Compared to other publicly-released results of warm runs on the Greeks benchmark (STAC-A2.β2.GREEKS.TIME.WARM), the two-socket Power8 server, outfitted with two 12-core 3.52 GHz Power8 processor cards, achieved:
- 2.3x performance over the comparable x86 setup, an Intel white box with two Xeon E5-2699 v3 (Haswell EP) @ 2.30GHz.
- 1.7 times the performance of the best-performing x86 solution, an Intel white box with two Intel Xeon E5-2699 v3 processors (Haswell EP) @ 2.30GHz and one Intel Xeon Phi 7120A coprocessor.
- Only 10 percent less performance than the best-performing solution, a Supermicro server with two 10-core Intel Xeon E5-2690 v2 @ 3.0GHz (Ivy Bridge) and one NVIDIA K80 GPU accelerator.
The Power server also set new records for path scaling (STAC-A2.β2.GREEKS.MAX_PATHS) and asset capacity (STAC-A2.β2.GREEKS.MAX_ASSETS).
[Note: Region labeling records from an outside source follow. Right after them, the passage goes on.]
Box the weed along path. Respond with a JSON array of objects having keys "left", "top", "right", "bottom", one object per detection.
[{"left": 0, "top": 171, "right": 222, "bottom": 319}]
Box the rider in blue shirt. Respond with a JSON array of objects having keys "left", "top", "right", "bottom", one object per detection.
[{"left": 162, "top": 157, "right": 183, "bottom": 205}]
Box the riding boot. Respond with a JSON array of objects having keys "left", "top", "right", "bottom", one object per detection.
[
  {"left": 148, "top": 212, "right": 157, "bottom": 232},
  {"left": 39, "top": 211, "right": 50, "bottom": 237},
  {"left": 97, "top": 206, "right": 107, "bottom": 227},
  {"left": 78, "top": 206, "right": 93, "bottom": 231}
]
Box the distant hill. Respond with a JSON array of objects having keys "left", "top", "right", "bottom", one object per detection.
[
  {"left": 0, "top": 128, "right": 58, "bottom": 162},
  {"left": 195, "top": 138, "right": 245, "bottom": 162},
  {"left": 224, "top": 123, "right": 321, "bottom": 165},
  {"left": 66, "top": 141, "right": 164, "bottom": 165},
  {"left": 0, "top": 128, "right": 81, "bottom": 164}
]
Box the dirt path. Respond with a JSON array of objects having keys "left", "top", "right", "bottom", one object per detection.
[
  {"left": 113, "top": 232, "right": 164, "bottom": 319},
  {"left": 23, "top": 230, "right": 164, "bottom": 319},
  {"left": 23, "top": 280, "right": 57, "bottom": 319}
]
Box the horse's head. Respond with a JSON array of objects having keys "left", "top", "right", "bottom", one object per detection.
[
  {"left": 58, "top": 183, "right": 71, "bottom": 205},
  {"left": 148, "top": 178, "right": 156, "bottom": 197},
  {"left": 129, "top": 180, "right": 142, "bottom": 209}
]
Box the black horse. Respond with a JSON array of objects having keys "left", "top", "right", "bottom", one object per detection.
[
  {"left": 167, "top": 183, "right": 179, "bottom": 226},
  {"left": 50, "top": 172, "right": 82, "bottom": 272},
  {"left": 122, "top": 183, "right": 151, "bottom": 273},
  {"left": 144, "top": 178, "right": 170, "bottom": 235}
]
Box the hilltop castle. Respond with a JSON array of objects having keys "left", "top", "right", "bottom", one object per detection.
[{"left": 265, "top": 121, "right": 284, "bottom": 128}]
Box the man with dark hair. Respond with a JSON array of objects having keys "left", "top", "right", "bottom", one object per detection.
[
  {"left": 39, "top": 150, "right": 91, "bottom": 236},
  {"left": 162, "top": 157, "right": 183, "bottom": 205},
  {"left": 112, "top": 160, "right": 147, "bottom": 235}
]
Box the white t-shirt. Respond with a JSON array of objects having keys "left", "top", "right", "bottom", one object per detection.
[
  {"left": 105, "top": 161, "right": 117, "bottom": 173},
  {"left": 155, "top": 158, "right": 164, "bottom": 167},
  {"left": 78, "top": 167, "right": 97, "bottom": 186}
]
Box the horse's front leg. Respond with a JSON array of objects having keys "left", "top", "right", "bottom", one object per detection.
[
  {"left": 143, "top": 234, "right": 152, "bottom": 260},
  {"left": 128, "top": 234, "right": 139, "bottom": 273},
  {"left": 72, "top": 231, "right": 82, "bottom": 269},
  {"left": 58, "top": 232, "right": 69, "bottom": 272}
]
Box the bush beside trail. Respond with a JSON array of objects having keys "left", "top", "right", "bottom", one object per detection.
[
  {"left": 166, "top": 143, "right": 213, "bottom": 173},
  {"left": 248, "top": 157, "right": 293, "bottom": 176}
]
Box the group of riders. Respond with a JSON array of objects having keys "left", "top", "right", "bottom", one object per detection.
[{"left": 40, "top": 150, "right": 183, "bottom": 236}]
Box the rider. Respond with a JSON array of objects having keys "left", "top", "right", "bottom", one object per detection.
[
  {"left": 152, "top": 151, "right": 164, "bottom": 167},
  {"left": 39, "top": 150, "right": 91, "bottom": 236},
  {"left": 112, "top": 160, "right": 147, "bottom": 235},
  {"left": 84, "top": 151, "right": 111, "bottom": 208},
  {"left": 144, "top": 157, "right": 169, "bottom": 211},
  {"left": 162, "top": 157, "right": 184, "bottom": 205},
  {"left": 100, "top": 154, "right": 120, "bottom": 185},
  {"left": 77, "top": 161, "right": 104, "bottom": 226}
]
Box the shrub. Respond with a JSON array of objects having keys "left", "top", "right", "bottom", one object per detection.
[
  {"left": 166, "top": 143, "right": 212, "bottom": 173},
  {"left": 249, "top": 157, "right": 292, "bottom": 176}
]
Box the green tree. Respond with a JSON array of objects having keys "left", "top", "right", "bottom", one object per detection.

Compared to the best four-socket x86-based solution — a server comprised of four Xeon E7-4890 v2 (Ivy Bridge EX) parts running at 2.80 Ghz — the Power8 server delivered:
- 2.1 times the throughput.
- 16 percent increase for asset capacity.
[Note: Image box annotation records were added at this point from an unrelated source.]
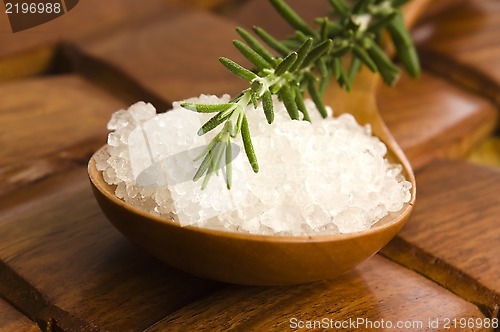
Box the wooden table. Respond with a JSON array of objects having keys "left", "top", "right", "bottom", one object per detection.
[{"left": 0, "top": 0, "right": 500, "bottom": 331}]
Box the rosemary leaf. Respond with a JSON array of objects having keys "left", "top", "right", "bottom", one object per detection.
[
  {"left": 274, "top": 52, "right": 298, "bottom": 76},
  {"left": 198, "top": 113, "right": 229, "bottom": 136},
  {"left": 315, "top": 17, "right": 344, "bottom": 39},
  {"left": 212, "top": 141, "right": 226, "bottom": 174},
  {"left": 332, "top": 58, "right": 342, "bottom": 81},
  {"left": 241, "top": 115, "right": 259, "bottom": 173},
  {"left": 348, "top": 44, "right": 377, "bottom": 72},
  {"left": 219, "top": 57, "right": 258, "bottom": 82},
  {"left": 328, "top": 0, "right": 350, "bottom": 18},
  {"left": 236, "top": 28, "right": 277, "bottom": 66},
  {"left": 262, "top": 90, "right": 274, "bottom": 124},
  {"left": 347, "top": 57, "right": 361, "bottom": 82},
  {"left": 270, "top": 0, "right": 316, "bottom": 36},
  {"left": 367, "top": 39, "right": 399, "bottom": 85},
  {"left": 226, "top": 140, "right": 233, "bottom": 189},
  {"left": 367, "top": 13, "right": 396, "bottom": 32},
  {"left": 352, "top": 0, "right": 372, "bottom": 14},
  {"left": 233, "top": 40, "right": 272, "bottom": 70},
  {"left": 295, "top": 91, "right": 311, "bottom": 122},
  {"left": 290, "top": 38, "right": 313, "bottom": 72},
  {"left": 201, "top": 169, "right": 214, "bottom": 190},
  {"left": 307, "top": 79, "right": 328, "bottom": 118},
  {"left": 302, "top": 39, "right": 333, "bottom": 68}
]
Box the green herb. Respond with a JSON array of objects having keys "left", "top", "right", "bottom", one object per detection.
[{"left": 182, "top": 0, "right": 420, "bottom": 189}]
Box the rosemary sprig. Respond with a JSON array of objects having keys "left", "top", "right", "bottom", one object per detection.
[{"left": 182, "top": 0, "right": 420, "bottom": 189}]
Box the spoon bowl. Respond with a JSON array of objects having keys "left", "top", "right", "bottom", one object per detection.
[{"left": 88, "top": 0, "right": 430, "bottom": 286}]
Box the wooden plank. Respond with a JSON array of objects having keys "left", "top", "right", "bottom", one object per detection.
[
  {"left": 0, "top": 0, "right": 184, "bottom": 82},
  {"left": 414, "top": 0, "right": 500, "bottom": 105},
  {"left": 382, "top": 160, "right": 500, "bottom": 314},
  {"left": 72, "top": 11, "right": 248, "bottom": 109},
  {"left": 150, "top": 256, "right": 483, "bottom": 331},
  {"left": 0, "top": 167, "right": 218, "bottom": 331},
  {"left": 377, "top": 71, "right": 498, "bottom": 169},
  {"left": 0, "top": 299, "right": 40, "bottom": 332},
  {"left": 0, "top": 75, "right": 125, "bottom": 194}
]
STAC’s test system was an IBM Power System S824 server with two 12-core 3.52 GHz POWER8 processor cards, equipped with 1TB of DRAM and running Red Hat Enterprise Linux version 7. The solution stack consisted of the IBM-authored STAC-A2 Pack for Linux on Power Systems (Rev A), which used IBM XL, a suite for C/C++ developers that includes the C++ Compiler and the Mathematical Acceleration Subsystem libraries (MASS), and the Engineering and Scientific Subroutine Library (ESSL).
In a blog post, Gupta writes that “STAC-A2 gives a much more accurate view of the expected performance as compared to micro benchmarks or simple code loops.”
Gupta used the occasion to go over some of the fundamental advantages of Power8. “First every core in a POWER8 can be multithreaded eight ways so you can run 8 threads on a single core, enabling 96 threads on a 12-core CPU,” he told HPCwire. “Application scalability is also very good because of the way the processor is architected,” said Gupta, “and memory bandwidth is much higher, allowing dramatically higher performance on a range of applications. Even single-thread performance can be higher compared to x86.”
In the blog piece, he reiterated how each core of the Power System S824 server is running up to eight simultaneous threads at 3.5GHz, while the Power System S824’s memory bandwidth of 192 GB/s per socket “is almost three times the speed of a typical x86 processor.”
“These factors along with a balanced system structure including a large internal 8MB per core L3 are the primary reasons why financial computing workloads run significantly faster on POWER8-based systems than alternatives,” Gupta concludes.